Anglican relationships honor listening and passionate urgency without false correction that leads to perfect unity. False corrections are anxious efforts to force premature unity that we are not prepared to live into. As Episcopalians in an Anglican tradition we have been freed up from all of this pious individual and corporate baggage associated with the pursuit of all kinds of perfection. We have been given the gift of this freedom so that we may dedicate all of our energies to living lives of generous service. What matters the most is not what happens between these four walls of this church building, but the difference we each make in the world.

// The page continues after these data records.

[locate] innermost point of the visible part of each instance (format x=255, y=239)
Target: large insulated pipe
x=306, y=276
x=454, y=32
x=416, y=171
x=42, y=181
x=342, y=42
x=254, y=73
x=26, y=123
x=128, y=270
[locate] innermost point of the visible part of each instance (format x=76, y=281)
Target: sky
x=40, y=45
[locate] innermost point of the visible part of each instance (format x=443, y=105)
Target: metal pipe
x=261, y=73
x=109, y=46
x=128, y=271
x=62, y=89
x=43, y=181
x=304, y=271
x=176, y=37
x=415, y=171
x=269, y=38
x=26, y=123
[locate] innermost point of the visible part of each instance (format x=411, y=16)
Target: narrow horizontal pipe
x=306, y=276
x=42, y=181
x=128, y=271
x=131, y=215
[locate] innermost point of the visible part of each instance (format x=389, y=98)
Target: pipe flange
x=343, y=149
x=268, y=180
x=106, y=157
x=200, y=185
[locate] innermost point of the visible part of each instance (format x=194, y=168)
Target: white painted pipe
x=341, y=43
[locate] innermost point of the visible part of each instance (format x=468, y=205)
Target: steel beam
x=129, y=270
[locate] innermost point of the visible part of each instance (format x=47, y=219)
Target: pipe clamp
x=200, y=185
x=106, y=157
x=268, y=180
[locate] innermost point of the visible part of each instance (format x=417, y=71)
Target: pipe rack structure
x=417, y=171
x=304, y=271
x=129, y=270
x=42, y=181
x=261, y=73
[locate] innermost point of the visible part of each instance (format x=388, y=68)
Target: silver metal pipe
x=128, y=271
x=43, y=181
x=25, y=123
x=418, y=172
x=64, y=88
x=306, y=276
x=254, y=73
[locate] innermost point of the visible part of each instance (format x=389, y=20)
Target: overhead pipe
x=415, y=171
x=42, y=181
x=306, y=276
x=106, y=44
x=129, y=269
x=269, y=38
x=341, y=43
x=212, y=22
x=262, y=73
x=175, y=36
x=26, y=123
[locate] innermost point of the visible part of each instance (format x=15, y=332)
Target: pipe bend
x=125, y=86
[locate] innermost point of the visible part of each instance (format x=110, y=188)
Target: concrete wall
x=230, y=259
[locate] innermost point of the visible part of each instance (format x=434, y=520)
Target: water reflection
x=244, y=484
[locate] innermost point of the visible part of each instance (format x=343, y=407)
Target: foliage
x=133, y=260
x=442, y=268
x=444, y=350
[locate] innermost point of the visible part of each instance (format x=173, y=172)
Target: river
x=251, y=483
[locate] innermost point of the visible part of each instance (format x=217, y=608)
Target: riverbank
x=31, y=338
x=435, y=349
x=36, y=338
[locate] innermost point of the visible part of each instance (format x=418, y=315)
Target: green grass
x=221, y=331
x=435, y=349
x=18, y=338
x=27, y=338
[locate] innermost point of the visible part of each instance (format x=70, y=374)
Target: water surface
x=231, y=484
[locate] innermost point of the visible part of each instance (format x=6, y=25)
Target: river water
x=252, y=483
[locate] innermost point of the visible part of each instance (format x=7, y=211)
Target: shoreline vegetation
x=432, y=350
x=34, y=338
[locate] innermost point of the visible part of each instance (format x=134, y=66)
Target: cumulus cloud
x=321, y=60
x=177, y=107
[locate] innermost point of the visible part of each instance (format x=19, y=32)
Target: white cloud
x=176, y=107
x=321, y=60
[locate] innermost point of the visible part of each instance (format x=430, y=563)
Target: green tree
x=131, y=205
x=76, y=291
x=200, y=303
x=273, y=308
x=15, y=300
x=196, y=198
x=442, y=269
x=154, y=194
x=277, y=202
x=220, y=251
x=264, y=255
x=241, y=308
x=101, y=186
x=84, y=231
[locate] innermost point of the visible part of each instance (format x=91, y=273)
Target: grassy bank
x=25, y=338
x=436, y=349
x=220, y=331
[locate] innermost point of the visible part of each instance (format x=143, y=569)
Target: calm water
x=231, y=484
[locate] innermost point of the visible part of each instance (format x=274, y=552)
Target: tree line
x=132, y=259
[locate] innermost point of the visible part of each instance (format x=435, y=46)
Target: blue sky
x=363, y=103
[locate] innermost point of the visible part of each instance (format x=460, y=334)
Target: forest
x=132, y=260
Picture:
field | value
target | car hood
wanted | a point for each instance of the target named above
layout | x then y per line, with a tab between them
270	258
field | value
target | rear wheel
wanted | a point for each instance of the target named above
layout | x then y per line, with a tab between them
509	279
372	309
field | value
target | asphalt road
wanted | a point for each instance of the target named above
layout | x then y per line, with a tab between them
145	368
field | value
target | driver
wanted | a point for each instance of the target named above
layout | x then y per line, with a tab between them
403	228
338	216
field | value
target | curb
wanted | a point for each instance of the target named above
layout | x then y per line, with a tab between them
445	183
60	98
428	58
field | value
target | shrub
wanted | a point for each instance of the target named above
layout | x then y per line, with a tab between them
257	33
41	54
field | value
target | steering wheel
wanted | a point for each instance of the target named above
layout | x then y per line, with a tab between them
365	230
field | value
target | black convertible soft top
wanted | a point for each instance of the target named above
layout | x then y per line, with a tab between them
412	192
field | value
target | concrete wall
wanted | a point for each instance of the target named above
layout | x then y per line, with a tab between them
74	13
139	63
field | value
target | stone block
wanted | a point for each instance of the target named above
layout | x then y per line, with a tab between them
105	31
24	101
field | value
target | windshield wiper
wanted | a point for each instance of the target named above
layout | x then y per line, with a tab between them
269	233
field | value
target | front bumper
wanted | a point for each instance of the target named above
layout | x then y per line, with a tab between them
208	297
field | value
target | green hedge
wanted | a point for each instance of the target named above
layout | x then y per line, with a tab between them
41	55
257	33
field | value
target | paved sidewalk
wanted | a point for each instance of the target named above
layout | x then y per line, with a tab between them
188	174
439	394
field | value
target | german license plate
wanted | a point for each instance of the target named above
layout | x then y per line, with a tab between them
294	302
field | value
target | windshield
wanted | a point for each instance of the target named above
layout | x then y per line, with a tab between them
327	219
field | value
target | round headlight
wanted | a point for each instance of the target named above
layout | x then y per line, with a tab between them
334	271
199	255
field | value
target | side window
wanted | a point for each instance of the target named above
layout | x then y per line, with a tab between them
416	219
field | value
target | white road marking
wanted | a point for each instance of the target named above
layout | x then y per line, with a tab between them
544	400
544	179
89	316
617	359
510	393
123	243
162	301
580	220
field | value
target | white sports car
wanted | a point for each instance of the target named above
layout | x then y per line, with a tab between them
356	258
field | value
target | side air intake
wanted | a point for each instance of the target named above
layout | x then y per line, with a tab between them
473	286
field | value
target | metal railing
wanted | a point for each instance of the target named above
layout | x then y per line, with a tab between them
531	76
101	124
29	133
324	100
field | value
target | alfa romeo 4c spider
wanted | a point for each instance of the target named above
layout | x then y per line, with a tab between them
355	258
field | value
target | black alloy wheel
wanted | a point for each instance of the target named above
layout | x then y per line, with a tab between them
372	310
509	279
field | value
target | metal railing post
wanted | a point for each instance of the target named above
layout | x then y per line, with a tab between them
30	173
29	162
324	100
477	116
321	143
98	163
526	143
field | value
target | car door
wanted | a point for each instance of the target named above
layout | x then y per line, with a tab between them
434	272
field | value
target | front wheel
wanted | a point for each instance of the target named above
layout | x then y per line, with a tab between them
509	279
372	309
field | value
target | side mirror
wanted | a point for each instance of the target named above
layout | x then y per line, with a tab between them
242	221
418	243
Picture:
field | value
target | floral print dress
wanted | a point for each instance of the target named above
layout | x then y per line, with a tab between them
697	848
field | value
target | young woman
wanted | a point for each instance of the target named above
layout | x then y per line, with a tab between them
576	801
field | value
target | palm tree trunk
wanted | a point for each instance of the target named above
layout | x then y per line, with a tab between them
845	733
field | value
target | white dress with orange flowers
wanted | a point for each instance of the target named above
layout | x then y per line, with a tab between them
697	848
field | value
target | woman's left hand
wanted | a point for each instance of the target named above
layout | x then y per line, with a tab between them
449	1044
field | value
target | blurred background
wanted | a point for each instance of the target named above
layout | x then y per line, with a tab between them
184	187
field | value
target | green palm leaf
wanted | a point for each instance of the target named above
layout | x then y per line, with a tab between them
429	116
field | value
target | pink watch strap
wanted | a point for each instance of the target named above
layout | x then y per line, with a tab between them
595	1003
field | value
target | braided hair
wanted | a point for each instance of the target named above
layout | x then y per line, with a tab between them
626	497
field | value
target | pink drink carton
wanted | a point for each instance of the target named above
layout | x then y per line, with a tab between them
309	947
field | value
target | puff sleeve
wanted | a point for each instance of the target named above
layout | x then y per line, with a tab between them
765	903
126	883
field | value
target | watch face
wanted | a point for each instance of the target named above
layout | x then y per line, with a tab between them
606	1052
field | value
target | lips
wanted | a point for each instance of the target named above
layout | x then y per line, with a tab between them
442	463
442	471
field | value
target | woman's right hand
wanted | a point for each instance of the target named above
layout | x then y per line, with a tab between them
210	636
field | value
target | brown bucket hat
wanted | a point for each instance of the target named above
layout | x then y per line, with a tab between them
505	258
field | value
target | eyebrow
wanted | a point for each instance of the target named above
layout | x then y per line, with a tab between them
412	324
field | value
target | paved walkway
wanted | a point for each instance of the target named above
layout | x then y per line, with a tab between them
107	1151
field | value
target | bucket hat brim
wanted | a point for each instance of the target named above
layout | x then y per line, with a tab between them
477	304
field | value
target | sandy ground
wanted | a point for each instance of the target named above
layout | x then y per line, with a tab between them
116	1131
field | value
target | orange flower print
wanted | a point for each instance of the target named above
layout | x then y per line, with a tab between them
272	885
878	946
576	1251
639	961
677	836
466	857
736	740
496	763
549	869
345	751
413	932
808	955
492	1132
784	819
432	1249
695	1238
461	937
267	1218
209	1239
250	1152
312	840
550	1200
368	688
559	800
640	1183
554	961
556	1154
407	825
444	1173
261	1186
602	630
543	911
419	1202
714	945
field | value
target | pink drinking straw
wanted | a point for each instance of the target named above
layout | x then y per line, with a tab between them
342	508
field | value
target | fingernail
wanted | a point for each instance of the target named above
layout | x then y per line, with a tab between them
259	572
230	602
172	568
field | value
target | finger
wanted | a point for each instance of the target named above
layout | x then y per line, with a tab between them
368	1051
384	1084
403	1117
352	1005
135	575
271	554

I love what we do here at Trinity Church. We are blessed with great liturgy, beautiful music, compassionate pastoral care, people with good humor and so much more; but it all really has one purpose. The purpose is for all of us to be sent forth into generous service. Service goes well beyond church sponsored activities and ministries. The primary thrust of our service is the way we live our lives between Sundays. Service is about the choices and decisions we make every day.

Episcopal laypersons and clergy freed from the worries and anxieties of perfection are empowered to heal the world through their choices, values and commitments. My friend John adopted two handicapped children, but he did not recognize his choice and commitment as his vocation, call and primary service.

Do we connect the good we have do as ministry?

If you see yourself in the story of my friend John or wonder about your value between Sundays, then I have a challenge for you. I invite you to choose a life freed from crippling self-doubts or perfectionist tendencies. Freed of perfectionist self-doubts I assure you that you will be freed up for generous service to live and love as Christ’s witnesses.

The good news of today’s Gospel as we anticipate the gift of the Holy Spirit is that we have been authorized for generous service. The Spirit of Pentecost will equip us for bold and generous service.

Simply remember Jesus’ other words, “My yoke is easy, my burden is light.”